There's nothing magic about knowing many facts, no ticker-tape parades for being able to do better than others on a standardized test, no deep satisfaction one gets from being "on top." There is nothing like a "genius" of the sort that Doman himself seems to envision, a young person whose intelligence is so brilliant that it is magical and outshines that of us mere mortals. Creating a "genius" is not the answer.
My own answer is based on my notion of what it means to be well-educated. This notion involves having substantial knowledge about many different subjects, being able to write well, being able to read difficult texts, being comfortable with numbers (or excellent, if one is in a technical field), being able to speak a few languages, and generally having a sophisticated outlook on human life and our place in the universe. In short I have the traditional aim of a deep, serious liberal arts education. But I think that I personally didn't really get as good an education, along those lines, as I could have, at least not by the time I graduated from high school. I could have learned so much more than I did. I still have things to learn that I think I should have learned in junior high or high school.
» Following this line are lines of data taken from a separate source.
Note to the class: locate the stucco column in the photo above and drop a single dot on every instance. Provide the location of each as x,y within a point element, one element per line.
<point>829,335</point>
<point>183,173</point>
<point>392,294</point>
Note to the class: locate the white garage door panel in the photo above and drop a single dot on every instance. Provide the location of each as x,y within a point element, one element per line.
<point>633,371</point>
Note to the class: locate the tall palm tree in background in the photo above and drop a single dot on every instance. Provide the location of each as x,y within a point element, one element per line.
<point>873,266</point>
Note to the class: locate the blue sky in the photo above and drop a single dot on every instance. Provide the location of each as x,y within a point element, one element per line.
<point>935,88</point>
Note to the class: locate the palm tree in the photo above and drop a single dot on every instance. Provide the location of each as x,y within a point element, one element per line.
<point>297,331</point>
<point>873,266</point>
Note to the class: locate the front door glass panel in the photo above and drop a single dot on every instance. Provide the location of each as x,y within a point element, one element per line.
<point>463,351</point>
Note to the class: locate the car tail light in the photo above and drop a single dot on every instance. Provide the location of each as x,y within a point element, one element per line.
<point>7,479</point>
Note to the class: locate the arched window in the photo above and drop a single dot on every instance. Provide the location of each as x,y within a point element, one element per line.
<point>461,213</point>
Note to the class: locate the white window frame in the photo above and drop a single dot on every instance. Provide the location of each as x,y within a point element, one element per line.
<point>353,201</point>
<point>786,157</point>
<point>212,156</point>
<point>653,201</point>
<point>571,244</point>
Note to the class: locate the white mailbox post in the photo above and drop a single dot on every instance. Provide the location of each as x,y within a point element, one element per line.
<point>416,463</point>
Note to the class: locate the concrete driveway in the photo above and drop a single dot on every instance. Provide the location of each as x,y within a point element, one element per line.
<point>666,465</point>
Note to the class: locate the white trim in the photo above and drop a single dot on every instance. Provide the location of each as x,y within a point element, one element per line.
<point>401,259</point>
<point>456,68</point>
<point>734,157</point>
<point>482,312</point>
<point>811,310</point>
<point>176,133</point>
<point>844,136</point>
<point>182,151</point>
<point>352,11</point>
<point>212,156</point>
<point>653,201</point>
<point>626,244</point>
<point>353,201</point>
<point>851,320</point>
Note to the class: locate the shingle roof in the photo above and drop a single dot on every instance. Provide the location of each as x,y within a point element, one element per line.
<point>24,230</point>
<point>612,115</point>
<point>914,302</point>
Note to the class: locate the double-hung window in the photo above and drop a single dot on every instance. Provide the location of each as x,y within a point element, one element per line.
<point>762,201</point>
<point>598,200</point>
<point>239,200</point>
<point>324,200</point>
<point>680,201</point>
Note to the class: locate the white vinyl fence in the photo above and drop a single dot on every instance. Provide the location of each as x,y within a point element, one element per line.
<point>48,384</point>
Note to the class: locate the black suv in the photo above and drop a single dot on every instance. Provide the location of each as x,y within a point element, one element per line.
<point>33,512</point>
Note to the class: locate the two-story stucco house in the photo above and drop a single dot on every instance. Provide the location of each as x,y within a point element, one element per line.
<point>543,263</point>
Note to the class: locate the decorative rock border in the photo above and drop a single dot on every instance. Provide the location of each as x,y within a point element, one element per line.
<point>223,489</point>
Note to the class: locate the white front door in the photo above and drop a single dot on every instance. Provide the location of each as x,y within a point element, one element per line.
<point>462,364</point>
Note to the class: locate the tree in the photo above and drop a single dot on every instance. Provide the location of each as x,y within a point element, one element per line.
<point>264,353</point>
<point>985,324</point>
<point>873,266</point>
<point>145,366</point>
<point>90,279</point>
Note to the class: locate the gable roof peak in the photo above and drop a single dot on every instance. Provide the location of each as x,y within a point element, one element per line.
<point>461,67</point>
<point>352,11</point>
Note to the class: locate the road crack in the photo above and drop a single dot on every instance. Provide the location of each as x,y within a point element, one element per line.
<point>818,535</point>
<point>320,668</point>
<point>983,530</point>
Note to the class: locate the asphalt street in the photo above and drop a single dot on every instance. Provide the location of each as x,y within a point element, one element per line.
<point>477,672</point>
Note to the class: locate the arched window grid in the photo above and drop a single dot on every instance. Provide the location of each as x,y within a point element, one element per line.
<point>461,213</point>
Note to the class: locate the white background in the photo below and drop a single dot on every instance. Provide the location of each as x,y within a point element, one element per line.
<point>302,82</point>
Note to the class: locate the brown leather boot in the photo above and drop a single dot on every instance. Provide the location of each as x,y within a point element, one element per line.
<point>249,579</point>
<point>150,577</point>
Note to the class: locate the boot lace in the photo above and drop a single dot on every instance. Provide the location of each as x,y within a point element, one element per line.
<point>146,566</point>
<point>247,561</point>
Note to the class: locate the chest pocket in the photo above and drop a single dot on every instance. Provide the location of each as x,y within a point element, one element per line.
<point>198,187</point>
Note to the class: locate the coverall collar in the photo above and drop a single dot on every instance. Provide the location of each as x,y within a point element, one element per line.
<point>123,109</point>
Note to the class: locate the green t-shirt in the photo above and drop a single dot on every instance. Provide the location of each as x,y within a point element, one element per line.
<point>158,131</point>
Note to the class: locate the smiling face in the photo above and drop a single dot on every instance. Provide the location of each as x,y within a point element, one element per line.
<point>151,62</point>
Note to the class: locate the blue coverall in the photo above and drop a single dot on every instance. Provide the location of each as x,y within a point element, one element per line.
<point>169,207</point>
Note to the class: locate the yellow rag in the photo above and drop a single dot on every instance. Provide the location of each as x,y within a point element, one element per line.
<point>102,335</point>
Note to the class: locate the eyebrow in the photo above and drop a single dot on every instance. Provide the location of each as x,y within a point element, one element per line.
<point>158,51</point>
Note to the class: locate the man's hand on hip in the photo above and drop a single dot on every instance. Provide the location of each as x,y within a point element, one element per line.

My own educational failures and observing those of so many people around me has made me very much aware that, with the explosion of knowledge and all the distractions of modern life, it is actually very difficult to obtain a very good liberal arts education. You get it only deliberately and through hard work and good preparation.
I think that starting early and giving a child the conceptual background and the taste for knowledge from an early age (which learning to read early can probably help), you are making it more likely that a child will be able to obtain a serious, solid liberal arts education. The child will be able to, and hopefully will actually, read more of the classics; understand, appreciate, and actually read history; get farther along in math (and actually understand it); and so forth.
But if you did not have the goal of a liberal arts education, I frankly don't know what the rush would be, unless you had the notion, again, that simply "being ahead" was desirable for its own sake. So you've "won the race" if you graduate from high school at age 12. Well, I guess you can start earning big money sooner, which might mean that you will have a longer career and end up in life richer...so?
My notion though is that by starting early, this gives the child the opportunity to fill up those teenage years with more general knowledge, more literature and history, a deeper grounding in science, and so forth--before having finally to specialize and get into a profession.
There's almost nothing better in life, in my opinion, than improving the mind with knowledge. The times in high school and college when I was really learning were, I think, some of the happiest times in my life. So "starting early" really has little more purpose than to improve the chances that my child will enjoy that sort of learning more, in the long run. That's why I'm doing this.